Es curioso que los jóvenes poetas colombianos mantengan un talante tradicional
en su poética. Poco de malabarismos vanguardistas o propuestas vertiginosas
e irreverentes se ven en esta poesía, y sí mucho de trabajo riguroso
con el idioma y de la delimitación de mundos personales desde la emoción
y la reflexión.”
Incluso en sus momentos más aventurados y experimentales (pienso en
los johnes de la muestra, Junieles y Galán Casanova) las voces
reunidas en este ejemplar se ciñen a tales postulados. Experimentales
más en el discurso que en la forma, los poetas que conforman esta selección
evidencian su desencanto ante la inasibilidad del mundo y de sus cosas, un
tenue aire de resignación en una era que no atiende más plegarias,
en la que se despide de casa a los amigos para procurarse el placer solitario
de la propia compañía o en la cual, como en los caracteres faltantes
de los poemas de John Galán Casanova, “lo importante es no perder
el vacío” desde el que se canta, el desierto que, en un poema
de Andrea Cote Botero, “transcurre bellamente sin nosotros.”
Como la gran mayoría de los poetas hispanoamericanos de su generación,
estos colombianos vacían en sus propios moldes la desilusión
salpicada de ironía con la que acuden, desde la imposibilidad del lenguaje
para aprehender la realidad, al descubrimiento de un orbe parejo en el que “todas
las ciudades son fachadas” y en el que, para decirlo con las palabras
de Felipe Martínez Pinzón, cada quien habrá de “completar
el palacio a partir de sus ruinas”.
Radicales, porque han hecho de su legado la base firme de sus respectivas
propuestas, los doce poetas reunidos en este ejemplar han sabido asimilar la
lección de sus antecesores para, sin la necesidad, muchas veces impostada,
de consumar traiciones o parricidios, plantear la posibilidad de nuevas recetas
con los mismos ingredientes. Metáfora ejemplar, porque funciona como
una profecía a posteriori de lo que hasta aquí se ha
venido diciendo, la de Giovanny Gómez, poeta incluido en la selección: “el árbol
hizo de su copa las raíces”.
Como toda muestra, ésta es parcial y, según los gustos y criterios
de cada lector, dispareja.
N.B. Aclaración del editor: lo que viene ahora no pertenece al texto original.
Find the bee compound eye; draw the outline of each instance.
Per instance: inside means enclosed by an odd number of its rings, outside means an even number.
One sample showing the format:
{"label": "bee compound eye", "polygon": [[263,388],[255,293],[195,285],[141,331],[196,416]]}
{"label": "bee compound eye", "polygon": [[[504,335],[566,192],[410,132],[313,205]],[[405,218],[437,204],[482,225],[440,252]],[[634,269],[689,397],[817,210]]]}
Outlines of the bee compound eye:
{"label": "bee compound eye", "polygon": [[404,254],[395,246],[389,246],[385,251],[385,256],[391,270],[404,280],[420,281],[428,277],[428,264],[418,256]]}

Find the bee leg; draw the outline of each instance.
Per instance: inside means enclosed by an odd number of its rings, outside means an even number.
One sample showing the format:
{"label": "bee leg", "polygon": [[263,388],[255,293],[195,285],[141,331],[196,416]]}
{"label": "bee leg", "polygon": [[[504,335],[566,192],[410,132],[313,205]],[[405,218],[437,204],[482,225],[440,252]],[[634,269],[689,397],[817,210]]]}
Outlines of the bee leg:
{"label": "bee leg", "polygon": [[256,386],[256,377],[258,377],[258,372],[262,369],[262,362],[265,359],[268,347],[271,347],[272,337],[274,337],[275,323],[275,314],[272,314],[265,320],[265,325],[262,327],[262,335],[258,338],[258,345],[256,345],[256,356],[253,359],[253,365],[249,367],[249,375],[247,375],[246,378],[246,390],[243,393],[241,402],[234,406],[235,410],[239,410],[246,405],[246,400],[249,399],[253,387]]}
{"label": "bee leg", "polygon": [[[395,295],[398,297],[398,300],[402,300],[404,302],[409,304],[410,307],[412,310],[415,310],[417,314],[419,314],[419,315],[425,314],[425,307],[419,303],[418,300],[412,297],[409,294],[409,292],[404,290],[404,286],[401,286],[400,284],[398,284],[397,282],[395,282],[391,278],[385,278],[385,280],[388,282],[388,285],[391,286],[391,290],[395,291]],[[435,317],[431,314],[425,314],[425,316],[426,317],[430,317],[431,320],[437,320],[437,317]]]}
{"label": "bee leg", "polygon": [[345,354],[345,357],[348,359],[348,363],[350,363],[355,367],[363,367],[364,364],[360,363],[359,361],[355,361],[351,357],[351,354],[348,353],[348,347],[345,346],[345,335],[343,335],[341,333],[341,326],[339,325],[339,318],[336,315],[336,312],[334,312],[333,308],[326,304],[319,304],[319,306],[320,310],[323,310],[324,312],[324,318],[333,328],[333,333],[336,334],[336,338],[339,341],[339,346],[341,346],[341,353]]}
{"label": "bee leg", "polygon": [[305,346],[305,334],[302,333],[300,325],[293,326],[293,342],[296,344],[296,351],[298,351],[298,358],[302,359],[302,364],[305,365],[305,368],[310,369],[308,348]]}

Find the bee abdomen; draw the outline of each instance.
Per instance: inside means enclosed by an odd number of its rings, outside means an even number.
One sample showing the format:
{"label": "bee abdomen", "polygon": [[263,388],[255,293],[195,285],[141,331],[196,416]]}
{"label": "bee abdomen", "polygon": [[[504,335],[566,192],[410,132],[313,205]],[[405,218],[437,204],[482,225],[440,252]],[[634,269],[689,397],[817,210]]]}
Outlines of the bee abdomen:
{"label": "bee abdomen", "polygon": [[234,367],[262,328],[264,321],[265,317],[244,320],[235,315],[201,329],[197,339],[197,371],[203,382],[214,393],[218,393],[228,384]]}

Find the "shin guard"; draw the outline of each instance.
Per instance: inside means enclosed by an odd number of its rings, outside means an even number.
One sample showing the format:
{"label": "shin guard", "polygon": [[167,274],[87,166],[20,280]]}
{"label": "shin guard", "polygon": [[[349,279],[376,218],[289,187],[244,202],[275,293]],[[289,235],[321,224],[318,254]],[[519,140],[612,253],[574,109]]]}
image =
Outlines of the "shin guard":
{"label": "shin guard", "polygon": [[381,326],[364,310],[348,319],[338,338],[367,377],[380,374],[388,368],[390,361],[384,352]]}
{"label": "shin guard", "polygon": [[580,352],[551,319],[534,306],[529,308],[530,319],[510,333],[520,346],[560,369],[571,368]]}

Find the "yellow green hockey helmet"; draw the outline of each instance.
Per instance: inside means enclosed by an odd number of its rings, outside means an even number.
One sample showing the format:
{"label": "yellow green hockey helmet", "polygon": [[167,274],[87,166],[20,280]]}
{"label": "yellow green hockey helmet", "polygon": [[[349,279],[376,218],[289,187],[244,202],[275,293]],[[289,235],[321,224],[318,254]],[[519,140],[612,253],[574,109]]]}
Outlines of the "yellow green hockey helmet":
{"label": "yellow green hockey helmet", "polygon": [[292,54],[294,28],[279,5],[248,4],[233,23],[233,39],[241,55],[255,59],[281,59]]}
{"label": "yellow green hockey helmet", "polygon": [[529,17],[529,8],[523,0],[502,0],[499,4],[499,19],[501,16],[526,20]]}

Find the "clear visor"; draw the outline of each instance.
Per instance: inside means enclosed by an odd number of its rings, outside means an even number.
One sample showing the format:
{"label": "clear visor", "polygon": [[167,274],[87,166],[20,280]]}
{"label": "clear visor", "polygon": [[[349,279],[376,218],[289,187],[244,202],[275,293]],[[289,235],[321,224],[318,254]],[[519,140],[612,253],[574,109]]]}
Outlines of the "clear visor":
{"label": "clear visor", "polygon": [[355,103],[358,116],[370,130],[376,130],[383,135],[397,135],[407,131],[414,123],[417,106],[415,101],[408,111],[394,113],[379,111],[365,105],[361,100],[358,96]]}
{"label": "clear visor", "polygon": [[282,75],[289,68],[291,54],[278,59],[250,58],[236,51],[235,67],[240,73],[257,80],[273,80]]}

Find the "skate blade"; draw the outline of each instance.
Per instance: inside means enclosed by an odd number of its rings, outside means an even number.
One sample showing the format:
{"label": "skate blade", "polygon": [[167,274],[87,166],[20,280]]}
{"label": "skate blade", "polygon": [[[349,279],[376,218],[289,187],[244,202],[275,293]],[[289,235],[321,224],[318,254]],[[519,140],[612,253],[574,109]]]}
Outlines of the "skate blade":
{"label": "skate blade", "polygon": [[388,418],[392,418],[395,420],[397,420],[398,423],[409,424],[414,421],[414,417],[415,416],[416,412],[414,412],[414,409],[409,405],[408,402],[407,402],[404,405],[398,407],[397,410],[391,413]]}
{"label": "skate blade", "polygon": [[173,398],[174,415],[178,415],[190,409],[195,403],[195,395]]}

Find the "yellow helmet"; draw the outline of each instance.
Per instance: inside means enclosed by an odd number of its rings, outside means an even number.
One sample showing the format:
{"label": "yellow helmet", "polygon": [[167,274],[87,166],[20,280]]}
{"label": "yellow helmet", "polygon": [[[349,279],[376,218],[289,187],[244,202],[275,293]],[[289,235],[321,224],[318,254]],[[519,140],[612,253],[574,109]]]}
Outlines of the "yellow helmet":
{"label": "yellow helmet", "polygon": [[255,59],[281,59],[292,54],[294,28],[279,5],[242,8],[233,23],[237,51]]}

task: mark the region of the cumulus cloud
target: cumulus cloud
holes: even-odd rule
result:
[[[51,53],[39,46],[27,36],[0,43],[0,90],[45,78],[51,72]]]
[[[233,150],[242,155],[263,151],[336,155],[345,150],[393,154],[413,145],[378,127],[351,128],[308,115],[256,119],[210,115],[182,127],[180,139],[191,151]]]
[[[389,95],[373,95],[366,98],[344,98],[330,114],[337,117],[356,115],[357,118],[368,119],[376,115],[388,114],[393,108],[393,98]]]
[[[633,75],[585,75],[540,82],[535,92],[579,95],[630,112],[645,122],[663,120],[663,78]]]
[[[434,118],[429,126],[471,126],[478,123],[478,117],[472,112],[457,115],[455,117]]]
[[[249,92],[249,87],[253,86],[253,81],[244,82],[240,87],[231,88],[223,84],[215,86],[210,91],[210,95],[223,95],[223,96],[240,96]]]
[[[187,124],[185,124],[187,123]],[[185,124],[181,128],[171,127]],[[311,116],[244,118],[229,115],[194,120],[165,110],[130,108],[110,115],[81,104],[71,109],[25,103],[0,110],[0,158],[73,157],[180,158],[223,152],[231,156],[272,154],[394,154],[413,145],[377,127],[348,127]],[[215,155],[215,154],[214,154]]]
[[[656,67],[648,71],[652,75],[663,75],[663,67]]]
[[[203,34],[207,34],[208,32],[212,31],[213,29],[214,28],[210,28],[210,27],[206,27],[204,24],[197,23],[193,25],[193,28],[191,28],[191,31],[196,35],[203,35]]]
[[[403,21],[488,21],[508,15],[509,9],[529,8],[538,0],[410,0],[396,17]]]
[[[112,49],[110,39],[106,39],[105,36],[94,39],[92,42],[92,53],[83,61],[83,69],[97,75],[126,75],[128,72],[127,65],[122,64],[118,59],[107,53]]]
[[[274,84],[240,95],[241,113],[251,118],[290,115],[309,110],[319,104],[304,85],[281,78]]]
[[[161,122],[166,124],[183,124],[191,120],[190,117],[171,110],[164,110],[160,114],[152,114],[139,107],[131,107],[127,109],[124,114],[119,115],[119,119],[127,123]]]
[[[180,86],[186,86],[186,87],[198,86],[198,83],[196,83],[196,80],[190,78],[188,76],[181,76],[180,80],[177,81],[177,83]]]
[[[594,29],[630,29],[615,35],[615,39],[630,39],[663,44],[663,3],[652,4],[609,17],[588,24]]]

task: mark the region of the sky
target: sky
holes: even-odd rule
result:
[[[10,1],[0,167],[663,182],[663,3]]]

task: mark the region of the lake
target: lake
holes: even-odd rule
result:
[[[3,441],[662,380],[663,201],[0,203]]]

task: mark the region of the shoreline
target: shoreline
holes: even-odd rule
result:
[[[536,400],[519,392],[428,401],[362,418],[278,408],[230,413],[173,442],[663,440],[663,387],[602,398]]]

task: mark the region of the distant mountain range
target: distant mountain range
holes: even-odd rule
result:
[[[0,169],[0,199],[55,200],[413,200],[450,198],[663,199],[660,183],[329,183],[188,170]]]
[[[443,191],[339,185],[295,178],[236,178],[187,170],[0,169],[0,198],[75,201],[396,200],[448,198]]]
No se trata de un reclamo: sería mezquino
exigir de la brújula también la travesía; lo sería
tanto como la exclusión de voces jóvenes, aun en búsqueda
y formación, en beneficio de otras más sólida y visiblemente
afincadas en sus respectivas poéticas, en algo que no quiere ser una
antología sino una panorámica tan sucinta como la que pueden
permitir las páginas de una revista. A fin de cuentas no es poca cosa
asumir el riesgo y el compromiso de mostrar los distintos derroteros por los
que el lector curioso puede explorar a partir, eso sí, de una selección
absolutamente personal.
“No se habita un país, se habita una lengua. Una patria es eso
y nada más”, escribió Émil Cioran a propósito
de esa nación sucesoria que significó para él el idioma
francés. Paradójicos, estos doce colombianos han hecho de su
poesía una patria menos convulsa, más apacible, que esa otra
por la que transitan diariamente. Un refugio seguro para el alma.